Leur conseil est sincère mais biaisé à trois égards.
- Ils ont d’abord bénéficié d’une longue période de baisse des taux, un contexte idéal qui a fait monter les prix de l’immobilier tout en leur offrant des opportunités fréquentes de renégocier à la baisse leur taux d’emprunt.
- Ensuite, ils se trompent sur l’origine de leur bonne performance financière. Ce n’est pas l’immobilier qui leur a fait gagner beaucoup d’argent, mais l’effort d’épargne imposé par l’emprunt. Un emprunt immobilier est un moyen de s’astreindre à une discipline d’épargne régulière sous peine de saisie du bien. Une contrainte redoutablement efficace !
- Enfin, ils ne tiennent pas compte des frais d’entretien et des impôts payés tout au long de la vie du bien.

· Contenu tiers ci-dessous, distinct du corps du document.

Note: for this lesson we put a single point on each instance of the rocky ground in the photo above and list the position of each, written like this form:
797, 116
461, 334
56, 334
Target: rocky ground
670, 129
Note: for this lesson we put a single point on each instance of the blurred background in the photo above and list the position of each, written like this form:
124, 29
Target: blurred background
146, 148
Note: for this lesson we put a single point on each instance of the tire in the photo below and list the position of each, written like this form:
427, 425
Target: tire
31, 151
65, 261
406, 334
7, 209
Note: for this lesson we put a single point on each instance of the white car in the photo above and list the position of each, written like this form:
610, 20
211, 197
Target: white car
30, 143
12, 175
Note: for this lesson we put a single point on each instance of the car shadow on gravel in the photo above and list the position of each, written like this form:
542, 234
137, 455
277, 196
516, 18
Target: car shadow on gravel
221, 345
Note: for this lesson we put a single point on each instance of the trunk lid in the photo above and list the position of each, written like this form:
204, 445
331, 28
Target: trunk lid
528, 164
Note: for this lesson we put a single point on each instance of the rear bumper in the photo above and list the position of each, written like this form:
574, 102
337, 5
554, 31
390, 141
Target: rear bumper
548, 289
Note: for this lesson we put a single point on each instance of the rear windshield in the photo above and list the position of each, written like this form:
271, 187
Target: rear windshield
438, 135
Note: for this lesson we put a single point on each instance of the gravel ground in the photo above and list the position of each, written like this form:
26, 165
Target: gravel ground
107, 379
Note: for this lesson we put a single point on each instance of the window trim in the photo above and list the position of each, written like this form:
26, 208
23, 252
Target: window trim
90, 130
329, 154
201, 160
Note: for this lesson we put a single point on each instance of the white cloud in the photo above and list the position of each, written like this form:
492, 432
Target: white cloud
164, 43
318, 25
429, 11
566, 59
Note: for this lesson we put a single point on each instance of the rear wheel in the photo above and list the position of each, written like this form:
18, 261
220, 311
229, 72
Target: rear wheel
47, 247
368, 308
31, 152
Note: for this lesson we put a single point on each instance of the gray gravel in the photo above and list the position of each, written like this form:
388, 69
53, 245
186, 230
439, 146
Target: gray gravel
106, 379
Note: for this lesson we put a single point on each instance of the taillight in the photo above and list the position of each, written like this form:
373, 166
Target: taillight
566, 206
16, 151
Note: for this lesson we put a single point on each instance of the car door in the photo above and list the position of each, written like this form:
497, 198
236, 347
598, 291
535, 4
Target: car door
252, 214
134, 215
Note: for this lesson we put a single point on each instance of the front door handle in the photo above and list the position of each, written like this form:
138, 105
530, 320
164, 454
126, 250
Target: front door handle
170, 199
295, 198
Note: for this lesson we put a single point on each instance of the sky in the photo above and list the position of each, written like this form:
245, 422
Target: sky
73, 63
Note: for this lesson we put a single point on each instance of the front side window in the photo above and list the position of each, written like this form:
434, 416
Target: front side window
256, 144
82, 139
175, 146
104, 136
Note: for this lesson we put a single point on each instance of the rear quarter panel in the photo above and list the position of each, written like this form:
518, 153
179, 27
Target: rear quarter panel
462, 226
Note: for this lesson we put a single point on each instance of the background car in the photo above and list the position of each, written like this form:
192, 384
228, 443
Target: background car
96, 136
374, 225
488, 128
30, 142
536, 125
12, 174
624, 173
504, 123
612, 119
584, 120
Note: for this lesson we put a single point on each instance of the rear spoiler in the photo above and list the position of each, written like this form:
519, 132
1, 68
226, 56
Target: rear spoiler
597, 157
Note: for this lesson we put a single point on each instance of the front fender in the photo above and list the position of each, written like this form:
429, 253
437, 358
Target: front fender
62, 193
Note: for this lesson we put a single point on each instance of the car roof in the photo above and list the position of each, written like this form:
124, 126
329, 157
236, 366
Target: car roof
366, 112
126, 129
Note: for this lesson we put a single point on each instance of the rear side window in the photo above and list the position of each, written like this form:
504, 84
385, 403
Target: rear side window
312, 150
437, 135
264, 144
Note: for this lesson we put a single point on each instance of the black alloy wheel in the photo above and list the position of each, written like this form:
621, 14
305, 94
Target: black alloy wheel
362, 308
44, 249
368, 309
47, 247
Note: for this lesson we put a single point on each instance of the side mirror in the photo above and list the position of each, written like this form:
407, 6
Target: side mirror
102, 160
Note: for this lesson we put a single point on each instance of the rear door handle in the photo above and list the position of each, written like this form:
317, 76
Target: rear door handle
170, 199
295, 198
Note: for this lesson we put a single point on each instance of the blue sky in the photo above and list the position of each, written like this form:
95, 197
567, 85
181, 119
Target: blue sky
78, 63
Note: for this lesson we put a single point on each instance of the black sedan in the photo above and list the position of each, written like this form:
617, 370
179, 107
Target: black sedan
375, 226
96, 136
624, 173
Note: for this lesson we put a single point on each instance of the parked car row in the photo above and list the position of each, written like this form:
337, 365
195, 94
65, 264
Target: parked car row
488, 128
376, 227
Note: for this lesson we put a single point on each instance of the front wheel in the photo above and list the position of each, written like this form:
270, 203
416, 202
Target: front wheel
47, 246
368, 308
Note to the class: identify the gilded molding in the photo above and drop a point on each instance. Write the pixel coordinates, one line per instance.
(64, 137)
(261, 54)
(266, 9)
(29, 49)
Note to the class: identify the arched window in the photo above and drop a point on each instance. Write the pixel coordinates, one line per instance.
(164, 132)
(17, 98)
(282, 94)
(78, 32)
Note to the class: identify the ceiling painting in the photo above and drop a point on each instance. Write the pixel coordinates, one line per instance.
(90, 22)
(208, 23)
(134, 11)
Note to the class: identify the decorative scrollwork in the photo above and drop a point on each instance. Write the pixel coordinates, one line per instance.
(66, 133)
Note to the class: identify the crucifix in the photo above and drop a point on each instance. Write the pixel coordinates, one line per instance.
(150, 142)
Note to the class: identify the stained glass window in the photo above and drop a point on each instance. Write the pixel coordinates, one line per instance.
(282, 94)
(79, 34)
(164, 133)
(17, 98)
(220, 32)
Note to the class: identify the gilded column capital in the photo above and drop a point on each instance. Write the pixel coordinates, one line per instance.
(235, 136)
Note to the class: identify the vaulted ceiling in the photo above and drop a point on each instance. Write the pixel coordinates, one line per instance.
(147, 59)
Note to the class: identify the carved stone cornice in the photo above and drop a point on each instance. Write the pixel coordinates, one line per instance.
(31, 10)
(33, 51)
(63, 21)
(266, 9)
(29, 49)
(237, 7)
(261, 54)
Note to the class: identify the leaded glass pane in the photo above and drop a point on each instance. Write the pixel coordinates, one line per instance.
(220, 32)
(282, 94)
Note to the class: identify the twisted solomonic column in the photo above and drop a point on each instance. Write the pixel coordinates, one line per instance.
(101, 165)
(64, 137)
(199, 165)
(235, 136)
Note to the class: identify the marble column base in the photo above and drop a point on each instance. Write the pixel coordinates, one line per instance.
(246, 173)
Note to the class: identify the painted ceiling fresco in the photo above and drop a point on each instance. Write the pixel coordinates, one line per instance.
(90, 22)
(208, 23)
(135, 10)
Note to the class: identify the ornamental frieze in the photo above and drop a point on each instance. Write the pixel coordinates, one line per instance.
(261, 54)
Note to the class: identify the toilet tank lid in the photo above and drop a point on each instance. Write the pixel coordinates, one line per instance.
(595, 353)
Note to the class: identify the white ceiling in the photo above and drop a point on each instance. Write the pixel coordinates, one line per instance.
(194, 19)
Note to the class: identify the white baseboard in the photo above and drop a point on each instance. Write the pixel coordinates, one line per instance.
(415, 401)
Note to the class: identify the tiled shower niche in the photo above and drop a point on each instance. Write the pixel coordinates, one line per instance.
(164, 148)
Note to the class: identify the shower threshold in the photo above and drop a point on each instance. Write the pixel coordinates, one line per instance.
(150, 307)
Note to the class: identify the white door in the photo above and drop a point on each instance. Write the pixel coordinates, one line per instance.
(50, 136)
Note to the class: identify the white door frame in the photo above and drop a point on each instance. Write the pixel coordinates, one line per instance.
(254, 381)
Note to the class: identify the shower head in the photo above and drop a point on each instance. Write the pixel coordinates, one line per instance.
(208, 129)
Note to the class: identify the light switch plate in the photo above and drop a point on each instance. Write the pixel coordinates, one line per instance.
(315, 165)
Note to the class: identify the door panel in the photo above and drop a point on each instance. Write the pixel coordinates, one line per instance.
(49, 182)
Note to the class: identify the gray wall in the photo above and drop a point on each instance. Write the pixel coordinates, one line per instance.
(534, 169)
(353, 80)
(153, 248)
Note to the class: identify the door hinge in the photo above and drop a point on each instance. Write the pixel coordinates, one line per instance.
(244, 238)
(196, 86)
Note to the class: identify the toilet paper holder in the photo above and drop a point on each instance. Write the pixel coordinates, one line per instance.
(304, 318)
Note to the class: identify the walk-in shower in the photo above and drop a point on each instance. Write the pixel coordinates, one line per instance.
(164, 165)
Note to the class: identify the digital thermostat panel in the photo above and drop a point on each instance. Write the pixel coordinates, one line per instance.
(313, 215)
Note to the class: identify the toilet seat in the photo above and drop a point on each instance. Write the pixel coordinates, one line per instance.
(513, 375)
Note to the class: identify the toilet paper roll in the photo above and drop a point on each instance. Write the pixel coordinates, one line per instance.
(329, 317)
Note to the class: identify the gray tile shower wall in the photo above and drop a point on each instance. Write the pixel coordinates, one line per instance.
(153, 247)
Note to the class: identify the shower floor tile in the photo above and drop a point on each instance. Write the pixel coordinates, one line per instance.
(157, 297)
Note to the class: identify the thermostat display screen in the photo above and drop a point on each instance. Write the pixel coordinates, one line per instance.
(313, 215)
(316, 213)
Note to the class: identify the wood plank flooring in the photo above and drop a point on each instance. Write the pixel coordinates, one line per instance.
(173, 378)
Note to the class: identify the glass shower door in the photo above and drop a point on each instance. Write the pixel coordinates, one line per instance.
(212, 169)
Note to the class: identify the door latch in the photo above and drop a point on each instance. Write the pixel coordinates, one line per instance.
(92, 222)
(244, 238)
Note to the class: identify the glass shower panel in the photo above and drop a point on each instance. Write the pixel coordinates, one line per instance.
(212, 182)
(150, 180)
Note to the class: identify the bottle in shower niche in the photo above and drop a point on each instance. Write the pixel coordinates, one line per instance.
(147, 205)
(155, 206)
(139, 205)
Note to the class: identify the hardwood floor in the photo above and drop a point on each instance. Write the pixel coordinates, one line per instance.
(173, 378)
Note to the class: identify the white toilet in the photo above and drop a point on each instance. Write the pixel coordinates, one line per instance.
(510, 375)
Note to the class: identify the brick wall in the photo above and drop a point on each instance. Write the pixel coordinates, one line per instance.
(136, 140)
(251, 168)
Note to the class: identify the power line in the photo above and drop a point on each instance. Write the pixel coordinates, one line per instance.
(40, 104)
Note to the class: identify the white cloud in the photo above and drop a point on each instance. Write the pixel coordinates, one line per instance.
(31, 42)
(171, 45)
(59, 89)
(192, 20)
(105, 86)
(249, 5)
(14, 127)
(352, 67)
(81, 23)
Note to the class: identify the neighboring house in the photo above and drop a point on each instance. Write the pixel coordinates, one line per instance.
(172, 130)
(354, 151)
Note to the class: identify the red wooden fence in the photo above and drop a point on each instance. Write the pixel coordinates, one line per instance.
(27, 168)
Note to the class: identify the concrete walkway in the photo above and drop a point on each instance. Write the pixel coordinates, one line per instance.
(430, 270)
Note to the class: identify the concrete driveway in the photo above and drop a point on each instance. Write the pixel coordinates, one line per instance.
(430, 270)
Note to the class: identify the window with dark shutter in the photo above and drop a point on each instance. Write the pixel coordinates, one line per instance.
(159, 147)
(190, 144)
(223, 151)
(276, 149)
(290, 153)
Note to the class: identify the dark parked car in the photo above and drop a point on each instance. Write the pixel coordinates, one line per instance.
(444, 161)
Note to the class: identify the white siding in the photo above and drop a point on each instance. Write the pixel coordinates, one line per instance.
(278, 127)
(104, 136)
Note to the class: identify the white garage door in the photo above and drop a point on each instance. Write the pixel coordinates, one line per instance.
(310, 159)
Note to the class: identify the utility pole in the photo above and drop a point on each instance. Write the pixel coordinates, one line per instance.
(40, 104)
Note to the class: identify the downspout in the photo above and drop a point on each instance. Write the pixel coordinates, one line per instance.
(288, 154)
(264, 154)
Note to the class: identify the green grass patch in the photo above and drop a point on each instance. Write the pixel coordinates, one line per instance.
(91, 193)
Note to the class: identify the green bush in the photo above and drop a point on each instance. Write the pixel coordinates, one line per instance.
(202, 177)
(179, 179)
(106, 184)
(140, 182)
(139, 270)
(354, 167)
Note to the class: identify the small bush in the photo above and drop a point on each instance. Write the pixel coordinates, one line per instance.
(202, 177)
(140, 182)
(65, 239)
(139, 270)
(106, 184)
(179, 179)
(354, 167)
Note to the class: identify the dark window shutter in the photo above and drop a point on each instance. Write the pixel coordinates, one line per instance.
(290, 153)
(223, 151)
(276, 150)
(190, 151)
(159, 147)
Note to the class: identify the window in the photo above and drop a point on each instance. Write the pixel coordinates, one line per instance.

Ces charges sont pourtant comparables à des versements complémentaires ponctuels sur un produit financier : il faut en tenir compte dans l’évaluation de la performance totale.
En réalité, l’immobilier n’est pour rien dans leur succès financier.
Épargnez sous la contrainte (ou grâce à un mental d’acier) un montant important tous les mois pendant des années, placez-le sur des actions et vous obtiendrez un résultat similaire, voire meilleur car vous réinvestirez les dividendes.
Et pourtant, elle bouge…
Les Français détestent le risque mais adorent la pierre. Existe-t-il un lien ?
Si les biens immobiliers étaient évalués en temps réel, ils perdraient quelques dizaines d’euros par jour. Peinture qui s’écaille, huisserie qui vieillit, provisions à constituer pour gros travaux, honoraires de syndic et taxes diverses : la valeur diminue quotidiennement jusqu’à ce que le propriétaire sorte le chéquier pour la remettre à flot.
Outre cette décrépitude régulière, le bien subirait la volatilité causée par des facteurs externes : taux d’intérêt, transactions comparables, démographie, marché de l’emploi…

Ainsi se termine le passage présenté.